Instead, he said, his team of engineers are using satellite images, aerial photographs and specially designed software to do in less than 24 hours what used to take weeks. He calls it “remote solar design."
“It is what we pioneered. It is where we are leveraging,” he said.
Building on success in the US, the company late last year announced it was expanding abroad by taking an equity stake in a solar start-up in the Netherlands, Zonline, and giving it access to the new technology.
The new service went live in April this year. During the first three months of operation, Zonline director Roebyem Anders said, the company received more than 3000 estimate requests and sold close to 150 solar panel installations.
“We have been very successful. It has exceeded expectations,” she said. Next year, she wants to sell 1,000 installations.
The reason for choosing the Netherlands, Kennedy said, was not that orange is both the company’s and the country’s national colour, but, among other things, that electricity prices are high enough for solar to be competitive.
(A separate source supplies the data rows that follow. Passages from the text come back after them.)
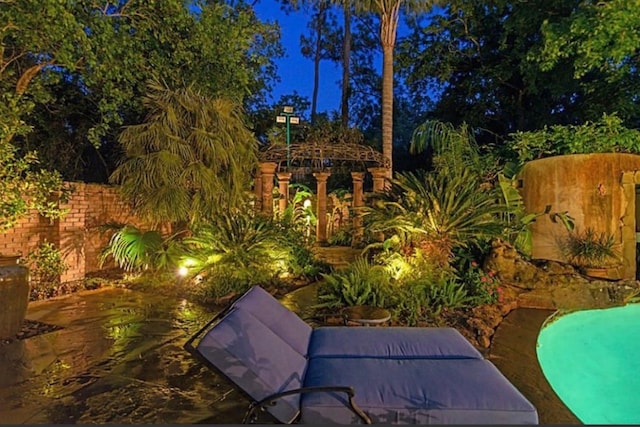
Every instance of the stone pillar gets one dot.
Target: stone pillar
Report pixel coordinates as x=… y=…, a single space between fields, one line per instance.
x=257 y=191
x=358 y=202
x=283 y=187
x=267 y=171
x=379 y=175
x=629 y=227
x=321 y=209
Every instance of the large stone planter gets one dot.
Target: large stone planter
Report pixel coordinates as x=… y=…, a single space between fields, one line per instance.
x=14 y=296
x=598 y=190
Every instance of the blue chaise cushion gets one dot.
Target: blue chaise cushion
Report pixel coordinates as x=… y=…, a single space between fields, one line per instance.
x=415 y=391
x=282 y=321
x=392 y=342
x=255 y=358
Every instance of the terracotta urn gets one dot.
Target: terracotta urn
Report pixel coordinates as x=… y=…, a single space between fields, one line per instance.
x=14 y=295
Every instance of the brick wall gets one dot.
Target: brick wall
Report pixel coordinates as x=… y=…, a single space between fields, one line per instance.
x=77 y=234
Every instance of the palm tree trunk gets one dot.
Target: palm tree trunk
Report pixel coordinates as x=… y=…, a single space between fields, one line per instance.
x=388 y=29
x=346 y=59
x=320 y=24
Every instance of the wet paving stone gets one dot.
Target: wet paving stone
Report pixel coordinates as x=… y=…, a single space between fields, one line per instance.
x=118 y=357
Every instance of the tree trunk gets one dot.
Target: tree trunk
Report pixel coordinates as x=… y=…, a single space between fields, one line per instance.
x=387 y=107
x=320 y=24
x=388 y=29
x=346 y=60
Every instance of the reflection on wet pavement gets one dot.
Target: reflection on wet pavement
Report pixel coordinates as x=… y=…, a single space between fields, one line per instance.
x=118 y=359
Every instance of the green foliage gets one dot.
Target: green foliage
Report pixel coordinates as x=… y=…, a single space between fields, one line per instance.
x=595 y=36
x=191 y=159
x=518 y=221
x=110 y=50
x=483 y=286
x=589 y=248
x=134 y=249
x=23 y=187
x=425 y=299
x=359 y=284
x=494 y=64
x=448 y=294
x=240 y=241
x=607 y=135
x=342 y=237
x=452 y=148
x=45 y=265
x=437 y=212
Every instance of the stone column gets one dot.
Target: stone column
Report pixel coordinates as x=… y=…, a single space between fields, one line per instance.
x=267 y=171
x=379 y=175
x=283 y=187
x=358 y=202
x=321 y=209
x=629 y=227
x=257 y=192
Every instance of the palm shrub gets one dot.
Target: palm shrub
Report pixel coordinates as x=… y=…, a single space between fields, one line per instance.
x=45 y=264
x=436 y=213
x=237 y=249
x=190 y=159
x=361 y=283
x=296 y=226
x=135 y=249
x=426 y=297
x=589 y=248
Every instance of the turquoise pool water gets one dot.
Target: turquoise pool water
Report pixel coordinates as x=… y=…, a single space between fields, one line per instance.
x=592 y=361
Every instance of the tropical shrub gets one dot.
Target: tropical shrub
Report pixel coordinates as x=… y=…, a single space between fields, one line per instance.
x=588 y=248
x=45 y=265
x=191 y=159
x=436 y=213
x=608 y=135
x=484 y=287
x=238 y=243
x=24 y=187
x=135 y=249
x=425 y=298
x=362 y=283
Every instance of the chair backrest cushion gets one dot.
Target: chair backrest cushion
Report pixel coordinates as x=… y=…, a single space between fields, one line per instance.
x=282 y=321
x=256 y=359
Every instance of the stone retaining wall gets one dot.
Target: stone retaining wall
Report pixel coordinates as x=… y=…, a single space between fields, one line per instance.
x=77 y=234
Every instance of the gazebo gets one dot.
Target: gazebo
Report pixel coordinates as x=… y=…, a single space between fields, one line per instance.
x=318 y=158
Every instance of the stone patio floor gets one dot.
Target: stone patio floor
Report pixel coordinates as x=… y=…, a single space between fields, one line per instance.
x=118 y=358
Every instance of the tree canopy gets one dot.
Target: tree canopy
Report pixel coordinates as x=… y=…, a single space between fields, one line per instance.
x=59 y=54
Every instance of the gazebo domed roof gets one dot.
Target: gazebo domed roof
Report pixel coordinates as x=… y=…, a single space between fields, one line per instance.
x=320 y=156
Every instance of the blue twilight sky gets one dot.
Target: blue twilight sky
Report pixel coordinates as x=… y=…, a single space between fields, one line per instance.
x=296 y=71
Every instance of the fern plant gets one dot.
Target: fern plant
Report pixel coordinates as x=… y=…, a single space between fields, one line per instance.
x=359 y=284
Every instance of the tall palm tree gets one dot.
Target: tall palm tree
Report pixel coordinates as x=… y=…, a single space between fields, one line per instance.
x=191 y=159
x=389 y=13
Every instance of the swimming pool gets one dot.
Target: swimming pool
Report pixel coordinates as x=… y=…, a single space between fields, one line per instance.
x=592 y=361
“We are at a tipping point,” he said. “Electricity prices across the continent dictate that solar makes sense.”
Electricity prices have been rising for years, while those for solar panels have been falling. Neither trend is expected to come to a halt anytime soon, and to a growing number of home-owners the relatively big investment in a solar panel installation is looking less and less frightening.
According to a typical Zonline estimate, a €6,600 system of 12 solar panels on an average house in the Netherlands somewhere would save the owner almost €30,000 in electricity bills over the course of 25 years. It would provide almost three quarters of the household’s total electricity consumption.
Sungevity’s foray into the Netherlands is “something of a test”, Kennedy said, to see if it could survive in a highly competitive European market. If so, he plans to expand even further.
“We are very interested in Europe. We are looking further afield,” he said.